Według wstępnych ustaleń dzieci bawiły się na zamarzniętym jeziorze Babbs Mill w pobliżu miasta Solihull. W pewnym momencie lód się pod nimi załamał.
Służbom udało się wyciągnąć z wody wszystkich chłopców. 6-, 8-, 10- i 11-latek zostali natychmiast przewiezieni do szpitala. Mimo to trzech z nich nie udało się uratować.
Jak przekazały inspektor Richard Harris, działania policji na miejscu wypadku wciąż trwają. Staramy się dokładnie ustalić, co się stało i czy ktoś jeszcze nie wpadł do wody - podkreślił policjant.

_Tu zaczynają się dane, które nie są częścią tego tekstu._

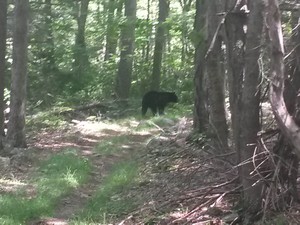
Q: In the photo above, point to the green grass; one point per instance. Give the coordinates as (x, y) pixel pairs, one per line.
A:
(111, 199)
(56, 177)
(111, 145)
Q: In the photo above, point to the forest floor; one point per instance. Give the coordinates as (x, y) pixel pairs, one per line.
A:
(178, 183)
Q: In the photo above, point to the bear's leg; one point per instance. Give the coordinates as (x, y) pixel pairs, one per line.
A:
(154, 110)
(161, 110)
(144, 110)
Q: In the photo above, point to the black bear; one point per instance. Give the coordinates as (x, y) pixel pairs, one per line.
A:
(157, 101)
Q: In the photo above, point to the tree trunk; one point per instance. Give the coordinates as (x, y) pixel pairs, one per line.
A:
(81, 60)
(200, 112)
(285, 121)
(16, 125)
(160, 39)
(123, 81)
(250, 107)
(215, 77)
(235, 48)
(49, 64)
(3, 25)
(111, 31)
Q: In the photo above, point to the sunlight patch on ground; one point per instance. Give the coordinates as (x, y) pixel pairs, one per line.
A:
(89, 127)
(8, 185)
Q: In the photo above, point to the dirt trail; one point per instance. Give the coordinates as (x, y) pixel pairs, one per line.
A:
(84, 138)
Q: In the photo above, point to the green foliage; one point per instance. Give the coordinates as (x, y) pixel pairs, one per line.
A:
(56, 176)
(52, 74)
(111, 145)
(110, 200)
(47, 119)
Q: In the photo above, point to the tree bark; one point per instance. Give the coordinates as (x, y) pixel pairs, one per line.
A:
(250, 107)
(111, 31)
(3, 26)
(81, 60)
(215, 77)
(123, 81)
(285, 121)
(16, 125)
(235, 48)
(160, 40)
(200, 121)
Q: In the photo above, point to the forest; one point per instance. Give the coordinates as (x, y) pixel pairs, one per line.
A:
(149, 112)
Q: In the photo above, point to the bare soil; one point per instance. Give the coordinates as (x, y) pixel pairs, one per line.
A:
(181, 185)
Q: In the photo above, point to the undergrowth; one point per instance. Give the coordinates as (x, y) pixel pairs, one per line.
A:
(56, 177)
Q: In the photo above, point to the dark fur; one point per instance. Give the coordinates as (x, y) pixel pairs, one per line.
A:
(157, 101)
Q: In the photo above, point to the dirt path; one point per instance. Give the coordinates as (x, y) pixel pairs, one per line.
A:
(84, 137)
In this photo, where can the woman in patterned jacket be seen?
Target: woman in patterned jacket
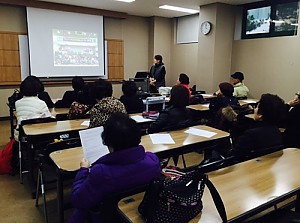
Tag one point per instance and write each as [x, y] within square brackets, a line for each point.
[106, 103]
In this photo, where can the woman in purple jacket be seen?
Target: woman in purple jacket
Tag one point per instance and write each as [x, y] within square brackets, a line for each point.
[125, 167]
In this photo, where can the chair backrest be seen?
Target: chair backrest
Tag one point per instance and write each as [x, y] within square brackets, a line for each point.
[109, 210]
[155, 100]
[37, 120]
[55, 146]
[33, 121]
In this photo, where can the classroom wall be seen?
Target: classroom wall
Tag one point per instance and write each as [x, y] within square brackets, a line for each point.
[270, 65]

Jak podaje BBC, pierwsi na pomoc dzieciom ruszyli świadkowie zdarzenia, a także policjanci. Dopiero później na miejsce dotarli wyspecjalizowani w takich akcjach strażacy. Jeden z interweniujących funkcjonariuszy doświadczył łagodnych objawów hipotermii. Przewieziono go do szpitala - w placówce dochodzi do siebie.

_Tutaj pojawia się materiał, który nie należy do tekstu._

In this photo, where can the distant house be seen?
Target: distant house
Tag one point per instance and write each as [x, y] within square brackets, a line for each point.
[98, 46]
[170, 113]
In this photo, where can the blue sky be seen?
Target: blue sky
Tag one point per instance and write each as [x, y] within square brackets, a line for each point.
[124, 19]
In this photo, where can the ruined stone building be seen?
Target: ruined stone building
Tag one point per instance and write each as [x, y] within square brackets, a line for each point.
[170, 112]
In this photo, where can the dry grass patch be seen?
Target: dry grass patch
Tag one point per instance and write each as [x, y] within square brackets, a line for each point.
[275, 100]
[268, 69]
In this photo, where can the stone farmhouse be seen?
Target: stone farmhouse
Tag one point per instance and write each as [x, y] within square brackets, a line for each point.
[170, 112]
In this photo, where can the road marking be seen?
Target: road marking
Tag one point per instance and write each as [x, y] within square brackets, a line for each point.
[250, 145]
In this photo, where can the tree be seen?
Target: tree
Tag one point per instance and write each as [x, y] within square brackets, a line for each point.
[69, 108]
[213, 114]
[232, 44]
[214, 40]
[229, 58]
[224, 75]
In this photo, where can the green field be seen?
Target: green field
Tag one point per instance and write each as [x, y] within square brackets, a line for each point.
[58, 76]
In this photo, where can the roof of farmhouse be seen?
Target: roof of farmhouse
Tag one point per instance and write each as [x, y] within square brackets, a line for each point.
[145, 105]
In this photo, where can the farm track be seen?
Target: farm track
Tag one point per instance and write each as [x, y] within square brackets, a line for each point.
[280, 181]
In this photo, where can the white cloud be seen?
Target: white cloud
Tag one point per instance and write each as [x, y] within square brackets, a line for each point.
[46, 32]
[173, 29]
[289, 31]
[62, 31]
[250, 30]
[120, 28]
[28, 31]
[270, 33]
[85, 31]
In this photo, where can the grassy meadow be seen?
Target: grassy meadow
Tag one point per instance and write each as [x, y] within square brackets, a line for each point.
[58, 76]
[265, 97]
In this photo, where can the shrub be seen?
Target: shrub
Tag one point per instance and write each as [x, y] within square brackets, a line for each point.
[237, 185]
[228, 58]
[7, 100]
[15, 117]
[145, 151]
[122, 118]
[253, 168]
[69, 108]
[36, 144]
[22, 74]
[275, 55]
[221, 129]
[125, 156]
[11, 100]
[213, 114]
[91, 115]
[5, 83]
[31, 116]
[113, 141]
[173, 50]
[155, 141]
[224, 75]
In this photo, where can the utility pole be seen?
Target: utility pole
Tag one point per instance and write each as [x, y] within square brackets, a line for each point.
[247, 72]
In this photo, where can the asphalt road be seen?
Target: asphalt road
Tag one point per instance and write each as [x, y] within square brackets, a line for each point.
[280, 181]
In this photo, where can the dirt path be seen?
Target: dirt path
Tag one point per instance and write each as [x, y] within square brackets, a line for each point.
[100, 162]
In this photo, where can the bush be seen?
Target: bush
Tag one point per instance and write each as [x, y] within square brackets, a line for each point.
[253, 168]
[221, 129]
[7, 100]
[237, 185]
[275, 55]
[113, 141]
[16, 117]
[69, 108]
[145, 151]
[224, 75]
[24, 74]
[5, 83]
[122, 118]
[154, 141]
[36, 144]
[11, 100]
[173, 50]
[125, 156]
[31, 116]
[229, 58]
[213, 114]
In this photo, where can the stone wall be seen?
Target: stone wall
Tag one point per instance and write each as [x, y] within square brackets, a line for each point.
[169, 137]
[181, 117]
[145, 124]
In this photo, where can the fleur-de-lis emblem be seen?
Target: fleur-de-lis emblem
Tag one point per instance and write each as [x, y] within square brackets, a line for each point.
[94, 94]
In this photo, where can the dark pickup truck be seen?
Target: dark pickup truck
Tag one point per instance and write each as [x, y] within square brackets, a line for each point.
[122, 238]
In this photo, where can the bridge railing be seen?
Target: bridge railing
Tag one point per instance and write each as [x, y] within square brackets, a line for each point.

W czasie wypadku temperatura nie przekraczała 1 stopnia, w ciągu nocy termometry wskazywały - 3 stopnie.
Rzecznik straży pożarnej przekazał, że ten wypadek przypomina o niebezpieczeństwach związanych z wchodzeniem na zamarznięte zbiorniki wodne. Może to wyglądać malowniczo, ale i okazać się zabójcze. Proszę, postarajmy się, aby to się więcej nie powtórzyło - podkreślił.
Premier Rishi Sunak przekazał kondolencje rodzinom dzieci.
Wokół jeziora gromadzą się ludzie, którzy czekają tam na najnowsze informacje w sprawie wypadku. Jeden z nich, Dan opowiedział dziennikarzowi BBC, że gdy tylko usłyszał syreny i zobaczył biegnących ludzi, sam pobiegł na miejsce wypadku, żeby pomóc. To, co się zdarzyło, jest szokujące. Nie mogłem spać - przekazał.